The Scottish Government is being being urged to ditch plans for coronavirus vaccine passports and focus instead on an emergency recruitment campaign to bolster the “broken” contact tracing system.
Scottish Liberal Democrats leader Alex Cole-Hamilton made the plea to ministers ahead of Thursday’s debate on new Scottish Government plans to make coronavirus vaccine certificates a requirement of entry for nightclubs and some other large events.
Both the Lib Dems and Labour have already vowed to vote against the proposals when they come before MSPs at Holyrood.
Meanwhile, Cole-Hamilton insisted that the Scottish Government should be focusing on recruiting more staff to the Test and Protect contact tracing scheme, to help it cope in the wake of surging numbers of infections.
Health secretary Humza Yousaf recently announced contact tracers will only call those people who test positive for Covid-19 if they have been in a “high risk” setting, such as a hospital or have travelled abroad.
Others will instead be contacted by text message and asked to provide details of close contacts online.

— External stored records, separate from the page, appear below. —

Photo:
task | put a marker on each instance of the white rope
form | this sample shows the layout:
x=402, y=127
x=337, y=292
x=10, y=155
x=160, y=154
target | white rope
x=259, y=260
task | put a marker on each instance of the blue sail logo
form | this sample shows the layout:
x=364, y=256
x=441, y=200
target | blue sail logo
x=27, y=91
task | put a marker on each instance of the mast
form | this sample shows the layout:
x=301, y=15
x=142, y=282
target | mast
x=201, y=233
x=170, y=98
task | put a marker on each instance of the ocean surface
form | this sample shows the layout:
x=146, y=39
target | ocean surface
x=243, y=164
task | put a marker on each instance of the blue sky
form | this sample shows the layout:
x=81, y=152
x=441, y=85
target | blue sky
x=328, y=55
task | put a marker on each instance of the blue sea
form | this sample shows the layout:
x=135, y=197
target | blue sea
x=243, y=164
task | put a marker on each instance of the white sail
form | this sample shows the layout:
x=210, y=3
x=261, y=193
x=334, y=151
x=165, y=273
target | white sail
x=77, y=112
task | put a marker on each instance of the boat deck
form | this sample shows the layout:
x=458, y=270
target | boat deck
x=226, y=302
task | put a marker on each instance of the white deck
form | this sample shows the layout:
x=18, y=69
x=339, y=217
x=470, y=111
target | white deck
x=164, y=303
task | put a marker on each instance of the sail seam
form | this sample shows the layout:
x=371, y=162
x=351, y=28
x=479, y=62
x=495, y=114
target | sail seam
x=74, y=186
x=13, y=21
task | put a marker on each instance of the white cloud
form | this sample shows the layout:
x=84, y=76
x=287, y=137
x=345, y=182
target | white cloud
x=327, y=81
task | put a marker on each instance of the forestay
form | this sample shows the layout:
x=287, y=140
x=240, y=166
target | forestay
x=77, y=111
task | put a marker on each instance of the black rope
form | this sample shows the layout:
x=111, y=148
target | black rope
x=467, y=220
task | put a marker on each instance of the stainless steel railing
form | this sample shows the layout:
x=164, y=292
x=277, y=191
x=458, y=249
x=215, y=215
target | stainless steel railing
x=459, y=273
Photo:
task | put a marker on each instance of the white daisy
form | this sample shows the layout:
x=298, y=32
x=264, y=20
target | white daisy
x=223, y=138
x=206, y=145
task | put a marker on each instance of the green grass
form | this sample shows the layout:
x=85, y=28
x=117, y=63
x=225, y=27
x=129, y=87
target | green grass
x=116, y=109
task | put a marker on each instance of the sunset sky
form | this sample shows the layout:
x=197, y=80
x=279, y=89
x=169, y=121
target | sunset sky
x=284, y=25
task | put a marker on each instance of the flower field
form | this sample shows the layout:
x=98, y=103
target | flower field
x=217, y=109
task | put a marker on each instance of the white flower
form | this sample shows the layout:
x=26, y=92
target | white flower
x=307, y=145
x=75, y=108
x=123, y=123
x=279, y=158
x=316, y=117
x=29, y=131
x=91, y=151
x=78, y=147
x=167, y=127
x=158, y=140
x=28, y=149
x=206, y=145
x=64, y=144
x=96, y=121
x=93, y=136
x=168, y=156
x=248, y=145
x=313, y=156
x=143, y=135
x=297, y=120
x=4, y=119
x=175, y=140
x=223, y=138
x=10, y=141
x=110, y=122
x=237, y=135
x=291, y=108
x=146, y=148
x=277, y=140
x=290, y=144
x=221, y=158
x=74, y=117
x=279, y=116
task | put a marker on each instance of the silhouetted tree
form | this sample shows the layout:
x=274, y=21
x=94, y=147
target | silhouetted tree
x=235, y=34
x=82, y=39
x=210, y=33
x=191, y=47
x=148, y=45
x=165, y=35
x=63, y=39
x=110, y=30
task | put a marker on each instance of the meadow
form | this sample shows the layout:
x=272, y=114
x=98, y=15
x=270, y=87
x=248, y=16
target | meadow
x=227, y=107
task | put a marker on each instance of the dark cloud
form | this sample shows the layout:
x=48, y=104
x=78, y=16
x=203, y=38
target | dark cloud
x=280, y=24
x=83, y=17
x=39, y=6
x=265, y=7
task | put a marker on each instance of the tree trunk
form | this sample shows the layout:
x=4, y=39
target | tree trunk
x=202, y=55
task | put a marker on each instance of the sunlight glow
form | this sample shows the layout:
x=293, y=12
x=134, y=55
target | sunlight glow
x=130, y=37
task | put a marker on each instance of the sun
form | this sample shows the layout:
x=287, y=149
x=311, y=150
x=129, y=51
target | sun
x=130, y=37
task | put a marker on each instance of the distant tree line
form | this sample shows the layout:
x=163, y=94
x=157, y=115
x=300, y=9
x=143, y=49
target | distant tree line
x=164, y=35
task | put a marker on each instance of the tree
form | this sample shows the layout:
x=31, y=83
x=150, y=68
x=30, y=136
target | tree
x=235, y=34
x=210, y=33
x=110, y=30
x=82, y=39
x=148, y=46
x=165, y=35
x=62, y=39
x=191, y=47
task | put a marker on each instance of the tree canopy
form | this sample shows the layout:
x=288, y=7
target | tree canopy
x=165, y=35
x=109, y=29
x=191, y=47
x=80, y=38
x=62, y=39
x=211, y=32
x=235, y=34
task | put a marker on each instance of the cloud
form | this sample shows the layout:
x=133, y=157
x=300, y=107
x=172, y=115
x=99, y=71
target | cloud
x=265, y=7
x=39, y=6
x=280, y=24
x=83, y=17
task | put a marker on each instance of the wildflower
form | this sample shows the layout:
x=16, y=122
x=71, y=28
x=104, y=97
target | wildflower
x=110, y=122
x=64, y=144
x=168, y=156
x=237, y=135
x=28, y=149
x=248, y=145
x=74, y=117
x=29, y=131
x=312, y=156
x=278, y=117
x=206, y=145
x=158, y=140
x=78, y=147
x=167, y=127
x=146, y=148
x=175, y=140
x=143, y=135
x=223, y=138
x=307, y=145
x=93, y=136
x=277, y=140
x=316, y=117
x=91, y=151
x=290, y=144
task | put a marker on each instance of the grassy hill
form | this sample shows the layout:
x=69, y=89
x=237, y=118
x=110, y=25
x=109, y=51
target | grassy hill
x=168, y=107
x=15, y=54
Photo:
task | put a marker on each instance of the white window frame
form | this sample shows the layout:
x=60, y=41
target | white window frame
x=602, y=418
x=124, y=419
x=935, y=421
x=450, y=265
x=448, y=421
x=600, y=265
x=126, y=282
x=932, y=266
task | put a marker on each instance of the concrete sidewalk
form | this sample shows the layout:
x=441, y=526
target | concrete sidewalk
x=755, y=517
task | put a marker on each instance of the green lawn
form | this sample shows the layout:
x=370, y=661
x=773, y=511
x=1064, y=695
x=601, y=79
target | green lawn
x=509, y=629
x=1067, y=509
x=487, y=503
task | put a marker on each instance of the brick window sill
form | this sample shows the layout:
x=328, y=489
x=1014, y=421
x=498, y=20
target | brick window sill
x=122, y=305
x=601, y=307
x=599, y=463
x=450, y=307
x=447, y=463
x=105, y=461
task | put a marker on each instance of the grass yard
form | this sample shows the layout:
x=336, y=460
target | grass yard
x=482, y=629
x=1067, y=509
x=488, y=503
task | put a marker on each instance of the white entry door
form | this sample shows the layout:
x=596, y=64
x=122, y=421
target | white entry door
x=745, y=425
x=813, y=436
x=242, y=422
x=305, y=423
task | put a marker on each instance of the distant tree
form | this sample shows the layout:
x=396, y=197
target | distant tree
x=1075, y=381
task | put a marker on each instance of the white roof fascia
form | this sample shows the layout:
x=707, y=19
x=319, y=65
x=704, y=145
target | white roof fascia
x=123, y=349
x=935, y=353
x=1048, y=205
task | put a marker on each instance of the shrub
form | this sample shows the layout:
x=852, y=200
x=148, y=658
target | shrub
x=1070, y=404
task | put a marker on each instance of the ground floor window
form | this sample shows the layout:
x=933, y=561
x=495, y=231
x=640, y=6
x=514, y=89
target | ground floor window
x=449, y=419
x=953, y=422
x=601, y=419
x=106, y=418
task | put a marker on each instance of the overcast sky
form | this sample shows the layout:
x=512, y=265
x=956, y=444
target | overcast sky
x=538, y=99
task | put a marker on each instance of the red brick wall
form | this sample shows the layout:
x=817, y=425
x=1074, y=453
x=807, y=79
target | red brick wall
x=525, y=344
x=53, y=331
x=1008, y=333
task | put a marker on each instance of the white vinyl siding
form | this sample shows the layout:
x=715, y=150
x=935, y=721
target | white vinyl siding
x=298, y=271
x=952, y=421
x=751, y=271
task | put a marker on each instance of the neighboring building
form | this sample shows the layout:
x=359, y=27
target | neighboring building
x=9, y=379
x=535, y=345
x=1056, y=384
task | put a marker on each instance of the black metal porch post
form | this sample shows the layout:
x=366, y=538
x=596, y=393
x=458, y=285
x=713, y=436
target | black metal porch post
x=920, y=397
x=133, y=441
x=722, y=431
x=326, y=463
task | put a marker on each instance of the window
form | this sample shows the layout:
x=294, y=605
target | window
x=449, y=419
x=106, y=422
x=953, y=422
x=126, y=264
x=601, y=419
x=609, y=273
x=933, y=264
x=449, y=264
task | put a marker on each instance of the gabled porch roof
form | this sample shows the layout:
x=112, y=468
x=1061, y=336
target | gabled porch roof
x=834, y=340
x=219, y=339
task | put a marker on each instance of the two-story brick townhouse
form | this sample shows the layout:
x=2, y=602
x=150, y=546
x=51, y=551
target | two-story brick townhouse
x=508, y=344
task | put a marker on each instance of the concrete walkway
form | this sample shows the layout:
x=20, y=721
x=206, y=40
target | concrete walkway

Cole-Hamilton said, however, that research by his party had found that people were still waiting up to a week to be interviewed after testing positive.
He claimed: “The contact tracing system is broken. Scottish Liberal Democrats have been warning about the Test and Protect meltdown all summer long, and our research found positive cases waiting up to a week to be interviewed.
“Ministers should be recruiting more people, not cutting contact tracing down. Alongside vaccines, this is the single most important tool we have to stop people catching Covid.”
He insisted: “There needs to be an emergency recruitment drive, and ministers should spend their time fixing this instead of working on distractions like Covid ID cards. It needs fixed, now.”
Speaking to STV News at the weekend, Scottish Labour leader Anas Sarwar said: “Scottish Labour will not support Covid passports.
“That’s not an opposition for opposition’s sake – we have supported the government throughout this pandemic when we thought it was the right thing to do.
“It’s also not an ideological opposition to Covid passports.
“But for us it’s about what works and what’s going to make a meaningful difference, and I think this will just add a layer of bureaucracy.
“It risks increasing vaccine hesitancy, and instead I think we should be putting our focus on targeting our resources towards those low-uptake groups and trying to encourage people to get the vaccine as well as strengthening the Test and Protect system, which frankly hasn’t been up to scratch in recent weeks.”
A Scottish Government spokesman said: “The claims about problems with the Test and Protect system are simply not true.
“Test and Protect continues to work well, with contact tracing teams successfully handling record numbers of daily cases during the current rise in cases, and it is an integral part of the frontline pandemic response.
“We make sure to get feedback from contact tracing teams and when case numbers are high, we adjust how and what we do. We are also supporting recruitment of new and more contact tracers in local areas and 100 new staff recently joined the National Contact Centre team.”